Tyrrell Hatton is playing in the event as he seeks to fulfil his membership quota for the DP World Tour and to remain Ryder Cup eligible, and Hatton is performing rather well as he tops the leaderboard midway through the second round.
But Faldo, on day one, suggested that Hatton was playing a “proper tournament” in a veiled attack on LIV.
But speaking to the press on day two, he went deeper when asked his thoughts on the possibility of LIV merging with the PGA and DP World Tours.
“I think they [LIV] are an island and go and do their own thing. That’s absolutely fine with me, go and play their tour,” he said.
“And I think we are now seeing that, wow, they’ve had three seasons, and they haven’t made much impact on the [viewing] numbers.
“Quite amusingly, pickleball was bigger than their two stars [Brooks Koepka and Jon Rahm] in a play-off, the sort of excitement everyone wants. But it got beat for viewership by pickleball.
“I think bottom line is that the players have got the last laugh because they are being rewarded so much either through the size of the prize money or appearance fees and they are not moving the needle.
“I can’t see that changing because, as we know, it’s been so damaging to the public’s attitude to golf.
“I still talk to my producer friends in TV and people are just not watching [it]. It’s hurt the attitude towards golf.
“I did 18 years of television, and I was told not to talk about prize money. When the FedEx Cup went to 10 million, I went ‘wow, look at this, this putt is worth 10 million!’
“That was about the only time I mentioned money and now, all of a sudden, it’s ridiculous amounts. It’s really changed it.”
Faldo’s words came shortly after a Jon Rahm interview with the New York Post in which the Spaniard dismissed suggestions that he regretted his decision to join LIV.
“There’s zero validity to what any of that said,” Rahm said, referencing recent reports from a supposed insider who claimed to know for a fact that Rahm was suffering with ‘buyer’s remorse’. “I don’t know where it came from.
“I’m very comfortable with my decision, very happy with my decision, very, very eager for the future of my team and the league.”
Faldo, however, isn’t buying Rahm’s claims, and feels that the 2023 Masters champion thought that he effectively had a free ticket to cash in and that he’d be back playing in PGA Tour and DP World Tour events as he always had in no time.

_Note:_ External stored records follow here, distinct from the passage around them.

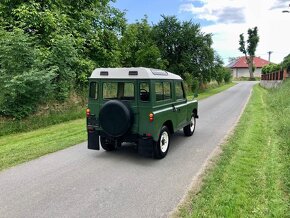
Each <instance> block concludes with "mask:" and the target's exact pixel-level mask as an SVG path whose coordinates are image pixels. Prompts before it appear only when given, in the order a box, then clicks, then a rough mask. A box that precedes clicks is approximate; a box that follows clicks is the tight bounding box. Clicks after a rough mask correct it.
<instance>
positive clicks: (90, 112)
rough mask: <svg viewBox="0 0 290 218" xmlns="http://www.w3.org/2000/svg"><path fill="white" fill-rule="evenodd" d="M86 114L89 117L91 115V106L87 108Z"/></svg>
mask: <svg viewBox="0 0 290 218" xmlns="http://www.w3.org/2000/svg"><path fill="white" fill-rule="evenodd" d="M86 115H87V117H89V116H90V115H91V110H90V109H89V108H87V110H86Z"/></svg>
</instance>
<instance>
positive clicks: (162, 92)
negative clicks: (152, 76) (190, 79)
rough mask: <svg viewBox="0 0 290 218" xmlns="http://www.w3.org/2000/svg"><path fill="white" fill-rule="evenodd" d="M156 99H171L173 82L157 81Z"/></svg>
mask: <svg viewBox="0 0 290 218" xmlns="http://www.w3.org/2000/svg"><path fill="white" fill-rule="evenodd" d="M155 96H156V101H162V100H167V99H171V97H172V96H171V84H170V82H156V83H155Z"/></svg>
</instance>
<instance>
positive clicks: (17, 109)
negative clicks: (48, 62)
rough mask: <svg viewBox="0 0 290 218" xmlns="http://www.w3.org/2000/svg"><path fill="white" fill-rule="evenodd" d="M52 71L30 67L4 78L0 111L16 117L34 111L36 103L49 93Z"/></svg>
mask: <svg viewBox="0 0 290 218" xmlns="http://www.w3.org/2000/svg"><path fill="white" fill-rule="evenodd" d="M53 77H54V73H53V71H52V70H51V71H50V72H46V71H38V70H37V69H31V70H30V71H28V72H24V73H22V74H20V75H16V76H13V77H12V79H9V80H5V81H4V85H3V89H2V102H1V105H0V113H1V114H2V115H4V116H9V117H14V118H17V119H20V118H23V117H26V116H28V115H29V114H31V113H33V112H35V110H36V108H37V106H38V104H39V103H40V102H42V101H43V100H44V99H46V98H47V95H48V93H51V90H52V85H51V80H52V79H53Z"/></svg>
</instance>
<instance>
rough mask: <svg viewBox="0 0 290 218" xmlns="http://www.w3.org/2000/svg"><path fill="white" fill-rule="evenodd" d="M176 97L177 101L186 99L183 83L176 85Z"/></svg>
mask: <svg viewBox="0 0 290 218" xmlns="http://www.w3.org/2000/svg"><path fill="white" fill-rule="evenodd" d="M175 96H176V99H185V94H184V89H183V85H182V82H181V81H180V82H179V81H178V82H176V83H175Z"/></svg>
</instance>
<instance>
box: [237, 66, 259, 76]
mask: <svg viewBox="0 0 290 218" xmlns="http://www.w3.org/2000/svg"><path fill="white" fill-rule="evenodd" d="M261 71H262V68H256V70H255V72H254V77H261ZM232 74H233V77H234V78H239V77H250V73H249V69H248V68H233V69H232Z"/></svg>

“I think they all thought ‘why don’t I run off and get all these hundreds of blooming millions and they’ll sort it out in two years, and I’ll come back with a boatload’,” Faldo argued.
“I don’t think it is going to work like that and it shouldn’t, to be honest. Fine, LIV go and do their thing. They say they are going to supercharge excitement in golf – good luck.
“Some people think they can change the excitement level or view of it, but golf is golf. Golf is outdoor chess.
“The number one goal in golf as a player is to come up the last with a three-shot lead or more, isn’t it?”